Author(s): Kirchhof P, Andresen D, Bosch R, Borggrefe M, Meinertz T
Antiarrhythmic drugs prolong the atrial action potential and refractory period, and thereby prevent recurrent atrial fibrillation after cardioversion. The atrial action potential normalises after 2–4 weeks of sinus rhythm, suggesting that antiarrhythmic drugs might not be needed beyond that period. Therefore, we investigated whether short-term antiarrhythmic drug treatment after cardioversion is non-inferior to long-term treatment.
We enrolled patients in a prospective, randomised, open-label, blinded endpoint assessment trial between May 4, 2007, and March 12, 2010, at 44 centres in Germany. Eligible patients were adults with persistent atrial fibrillation undergoing planned cardioversion. After successful cardioversion, patients were randomly assigned in permuted blocks of six per centre to: no antiarrhythmic drug treatment (control); treatment with flecainide (200–300 mg per day) for 4 weeks (short-term treatment); or flecainide for 6 months (long-term treatment). The primary endpoint was time to persistent atrial fibrillation or death. Patients and clinicians were unmasked to group assignment and treatment. The primary outcome was assessed in a core laboratory, members of which were masked to treatment group. Patients were monitored for 6 months by daily telemetric electrocardiograph (ECG) and centrally adjudicated Holter ECG recordings whenever atrial fibrillation was noted in two consecutive ECGs. Analyses were per protocol. This trial is registered, number ISRCTN62728742.
After assay sensitivity was established with 4-week follow-up data from 242 patients showing that flecainide was superior to no treatment (Kaplan-Meier survival 70·2% vs 52·5%; p=0·0160), the trial continued to compare short-term versus long-term treatment.
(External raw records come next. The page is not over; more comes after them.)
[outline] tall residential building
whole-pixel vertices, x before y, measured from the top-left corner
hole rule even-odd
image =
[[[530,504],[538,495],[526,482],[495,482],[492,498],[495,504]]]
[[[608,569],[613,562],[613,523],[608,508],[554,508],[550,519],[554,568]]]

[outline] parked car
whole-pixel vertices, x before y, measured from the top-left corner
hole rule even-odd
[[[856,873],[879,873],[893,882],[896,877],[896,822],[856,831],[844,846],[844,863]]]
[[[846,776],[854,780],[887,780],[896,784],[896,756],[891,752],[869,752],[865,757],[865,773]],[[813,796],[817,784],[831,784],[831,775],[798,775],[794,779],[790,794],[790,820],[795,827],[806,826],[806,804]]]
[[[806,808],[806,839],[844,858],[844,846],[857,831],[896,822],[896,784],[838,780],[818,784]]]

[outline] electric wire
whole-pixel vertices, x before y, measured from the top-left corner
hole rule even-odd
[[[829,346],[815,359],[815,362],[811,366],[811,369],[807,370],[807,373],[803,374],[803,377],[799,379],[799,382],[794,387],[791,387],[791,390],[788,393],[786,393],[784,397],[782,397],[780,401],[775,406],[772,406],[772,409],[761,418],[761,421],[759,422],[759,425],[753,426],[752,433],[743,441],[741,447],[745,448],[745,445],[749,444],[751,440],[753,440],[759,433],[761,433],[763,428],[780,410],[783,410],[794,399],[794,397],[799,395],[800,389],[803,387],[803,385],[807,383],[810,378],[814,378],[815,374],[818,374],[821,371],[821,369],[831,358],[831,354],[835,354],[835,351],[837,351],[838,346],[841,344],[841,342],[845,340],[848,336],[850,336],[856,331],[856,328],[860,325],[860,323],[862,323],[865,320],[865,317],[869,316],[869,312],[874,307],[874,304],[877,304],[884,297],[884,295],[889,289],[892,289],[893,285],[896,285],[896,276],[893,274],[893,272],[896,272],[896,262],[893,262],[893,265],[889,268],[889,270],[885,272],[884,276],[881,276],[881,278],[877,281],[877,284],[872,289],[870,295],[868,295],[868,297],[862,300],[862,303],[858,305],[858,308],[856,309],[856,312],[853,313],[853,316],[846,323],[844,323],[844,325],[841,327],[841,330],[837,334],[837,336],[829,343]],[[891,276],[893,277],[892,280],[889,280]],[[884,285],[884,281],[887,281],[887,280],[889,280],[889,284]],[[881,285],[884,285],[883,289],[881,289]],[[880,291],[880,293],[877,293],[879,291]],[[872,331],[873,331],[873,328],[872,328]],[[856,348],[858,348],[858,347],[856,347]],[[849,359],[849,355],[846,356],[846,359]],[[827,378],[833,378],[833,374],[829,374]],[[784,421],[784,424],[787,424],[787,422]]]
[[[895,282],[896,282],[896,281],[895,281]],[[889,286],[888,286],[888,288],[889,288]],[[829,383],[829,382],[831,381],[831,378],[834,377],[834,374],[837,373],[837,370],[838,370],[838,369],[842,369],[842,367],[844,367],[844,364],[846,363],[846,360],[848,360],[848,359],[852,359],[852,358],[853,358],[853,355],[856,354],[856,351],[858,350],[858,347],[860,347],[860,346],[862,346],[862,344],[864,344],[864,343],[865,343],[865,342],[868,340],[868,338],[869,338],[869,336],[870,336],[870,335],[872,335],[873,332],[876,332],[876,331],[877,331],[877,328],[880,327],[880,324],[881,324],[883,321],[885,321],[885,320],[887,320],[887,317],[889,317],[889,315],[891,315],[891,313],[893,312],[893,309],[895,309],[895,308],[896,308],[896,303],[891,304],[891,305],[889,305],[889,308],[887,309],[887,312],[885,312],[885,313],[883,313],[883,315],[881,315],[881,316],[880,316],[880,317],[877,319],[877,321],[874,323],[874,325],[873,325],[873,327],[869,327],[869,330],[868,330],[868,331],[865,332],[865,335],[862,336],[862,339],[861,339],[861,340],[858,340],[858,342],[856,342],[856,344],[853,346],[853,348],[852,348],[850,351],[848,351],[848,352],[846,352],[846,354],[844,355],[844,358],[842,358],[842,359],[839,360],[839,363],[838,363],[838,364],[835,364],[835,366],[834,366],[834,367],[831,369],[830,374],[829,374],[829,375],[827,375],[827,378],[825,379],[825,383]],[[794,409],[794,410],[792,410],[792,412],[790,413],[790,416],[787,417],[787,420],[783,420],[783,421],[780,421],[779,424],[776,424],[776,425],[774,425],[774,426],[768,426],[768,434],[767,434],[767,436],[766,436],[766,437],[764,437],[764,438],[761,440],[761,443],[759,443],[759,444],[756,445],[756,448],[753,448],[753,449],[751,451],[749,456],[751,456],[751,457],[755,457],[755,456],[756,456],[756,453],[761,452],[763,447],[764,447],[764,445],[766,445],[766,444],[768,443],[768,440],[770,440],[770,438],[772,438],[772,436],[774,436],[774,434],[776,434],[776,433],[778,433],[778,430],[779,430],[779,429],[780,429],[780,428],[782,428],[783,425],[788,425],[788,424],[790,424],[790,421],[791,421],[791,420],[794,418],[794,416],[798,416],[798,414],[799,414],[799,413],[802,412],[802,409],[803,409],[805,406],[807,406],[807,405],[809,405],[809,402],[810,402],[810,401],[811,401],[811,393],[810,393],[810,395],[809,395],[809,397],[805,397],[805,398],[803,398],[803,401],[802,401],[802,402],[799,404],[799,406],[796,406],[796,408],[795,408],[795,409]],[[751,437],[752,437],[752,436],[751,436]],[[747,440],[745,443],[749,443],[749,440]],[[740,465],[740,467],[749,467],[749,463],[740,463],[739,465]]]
The primary outcome occurred in 120 (46%) of 261 patients receiving short-term treatment and in 103 (39%) of 263 patients receiving long-term treatment (event-free survival 48·4% [95% CI 41·9–55·0] vs 56·4% [49·1–63·6]; Kaplan-Meier estimate of difference 7·9% [–1·9 to 17·7]; p=0·2081 for non-inferiority; margin prespecified at 12%). In a post-hoc landmark analysis of patients who had not reached the primary endpoint in the first month, long-term treatment was superior to short-term treatment (Kaplan-Meier estimate of difference 14·3% [5·1–23·6]; hazard ratio 0·31 [0·18–0·56]; p=0·0001).
Short-term antiarrhythmic drug treatment after cardioversion is less effective than is long-term treatment, but can prevent most recurrences of atrial fibrillation.
The German Federal Ministry of Education and Research, Deutsche Forschungsgemeinschaft, 3M Medica, and MEDA Pharmaceuticals.